TCE-RJ aprova auditoria para investigar R$ 6,5 bilhões aplicados em bancos sob suspeita

O Tribunal de Contas do Estado do Rio de Janeiro determinou a abertura de uma auditoria extraordinária para fiscalizar aplicações bilionárias feitas pelo Estado em três instituições que foram alvo de operações policiais ou suspeitas de fraude: a Mirae Asset, o Banco Genial e o Banco Digimais. A Corte aprovou uma ampla investigação para passar a limpo a forma como o governo do estado investiu R$ 6,5 bilhões do dinheiro público.
O conselheiro José Gomes Graciosa foi o autor do pedido e, após deliberação do colegiado, a medida foi aprovada. A ideia é ampliar uma apuração que já está em andamento na Corte para investigar investimentos no Banco Master.
A proposta de fiscalização surgiu após uma análise minuciosa no balanço financeiro do Rio de Janeiro referente ao ano de 2025, que levou o Tribunal a indicar a rejeição das contas apresentadas pela gestão Cláudio Castro.

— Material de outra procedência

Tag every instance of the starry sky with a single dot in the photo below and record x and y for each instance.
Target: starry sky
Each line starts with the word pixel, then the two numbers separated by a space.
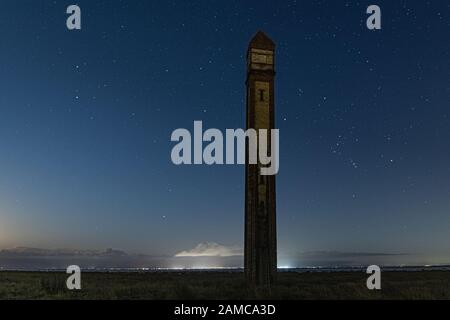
pixel 86 118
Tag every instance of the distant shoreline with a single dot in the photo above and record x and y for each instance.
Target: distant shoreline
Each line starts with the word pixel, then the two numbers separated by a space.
pixel 237 270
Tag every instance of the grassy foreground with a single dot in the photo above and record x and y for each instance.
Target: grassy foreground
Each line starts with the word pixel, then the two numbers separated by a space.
pixel 223 285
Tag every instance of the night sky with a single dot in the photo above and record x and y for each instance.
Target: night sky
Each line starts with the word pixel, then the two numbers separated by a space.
pixel 86 118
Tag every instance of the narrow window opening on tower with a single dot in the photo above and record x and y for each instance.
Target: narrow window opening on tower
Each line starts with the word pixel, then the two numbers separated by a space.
pixel 261 95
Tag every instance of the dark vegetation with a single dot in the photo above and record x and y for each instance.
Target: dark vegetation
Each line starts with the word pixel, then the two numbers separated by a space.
pixel 223 285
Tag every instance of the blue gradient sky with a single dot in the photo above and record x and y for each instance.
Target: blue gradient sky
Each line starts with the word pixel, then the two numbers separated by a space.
pixel 86 118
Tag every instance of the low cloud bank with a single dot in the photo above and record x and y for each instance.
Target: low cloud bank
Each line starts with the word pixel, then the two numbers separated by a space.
pixel 211 249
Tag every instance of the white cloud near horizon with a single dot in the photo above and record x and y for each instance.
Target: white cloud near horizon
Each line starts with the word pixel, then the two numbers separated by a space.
pixel 211 249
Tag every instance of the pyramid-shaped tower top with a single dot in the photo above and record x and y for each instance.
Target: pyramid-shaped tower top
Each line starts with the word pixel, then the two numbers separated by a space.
pixel 262 41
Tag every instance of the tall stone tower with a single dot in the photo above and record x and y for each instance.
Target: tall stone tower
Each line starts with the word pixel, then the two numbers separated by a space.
pixel 260 208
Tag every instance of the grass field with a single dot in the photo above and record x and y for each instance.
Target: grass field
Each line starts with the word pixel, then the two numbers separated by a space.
pixel 223 285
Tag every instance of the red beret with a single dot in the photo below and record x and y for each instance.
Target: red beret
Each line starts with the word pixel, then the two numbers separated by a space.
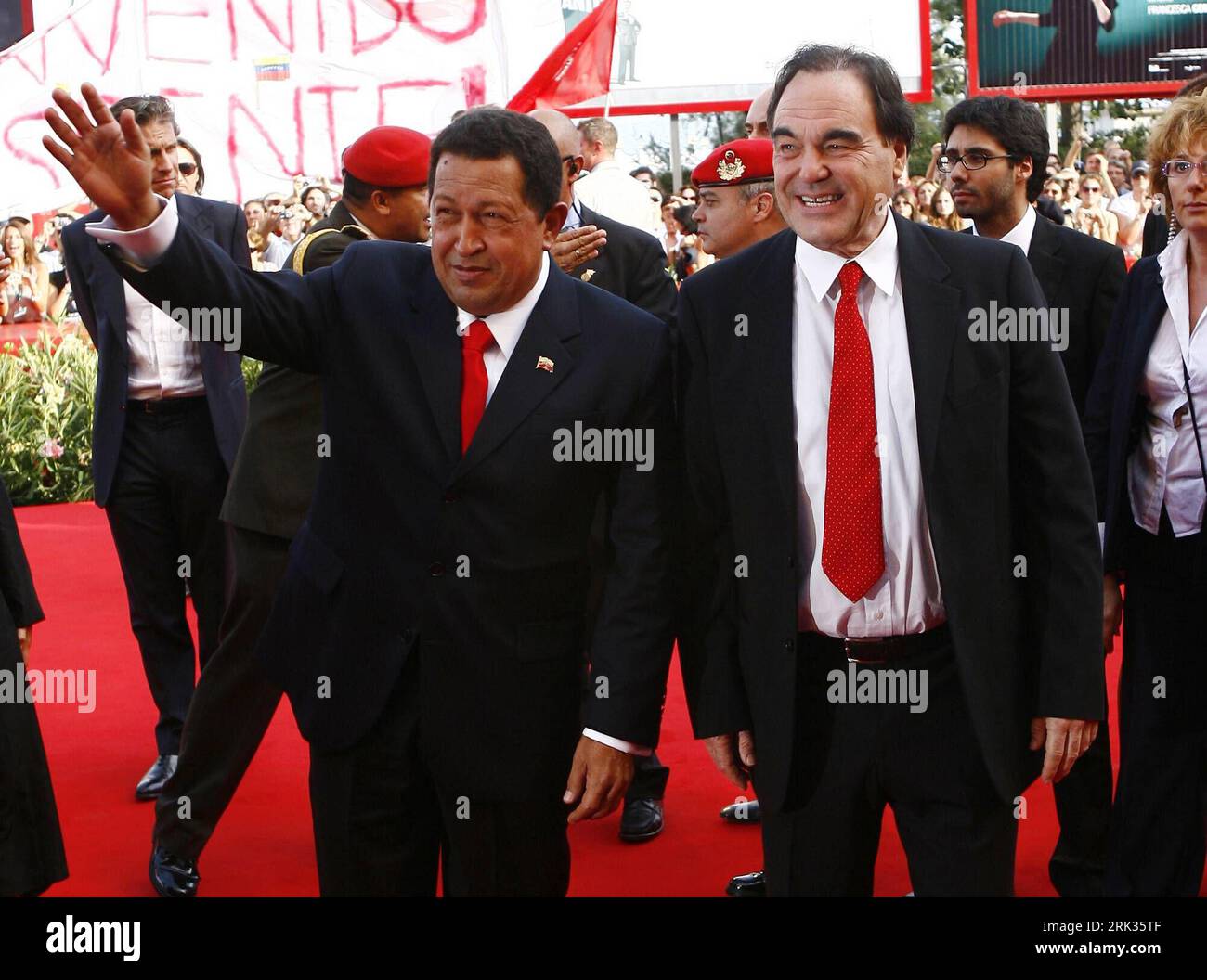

Os auditores identificaram que mais de R$ 6,5 bilhões em recursos públicos foram declarados de forma incorreta nas contas do Estado. O dinheiro que deveria estar guardado a longo prazo acabou sendo registrado como verba de uso imediato, distorcendo a real situação financeira do governo. No meio dessas falhas contábeis, chamou a atenção a grande quantidade de recursos alocados em instituições que enfrentam problemas na Justiça.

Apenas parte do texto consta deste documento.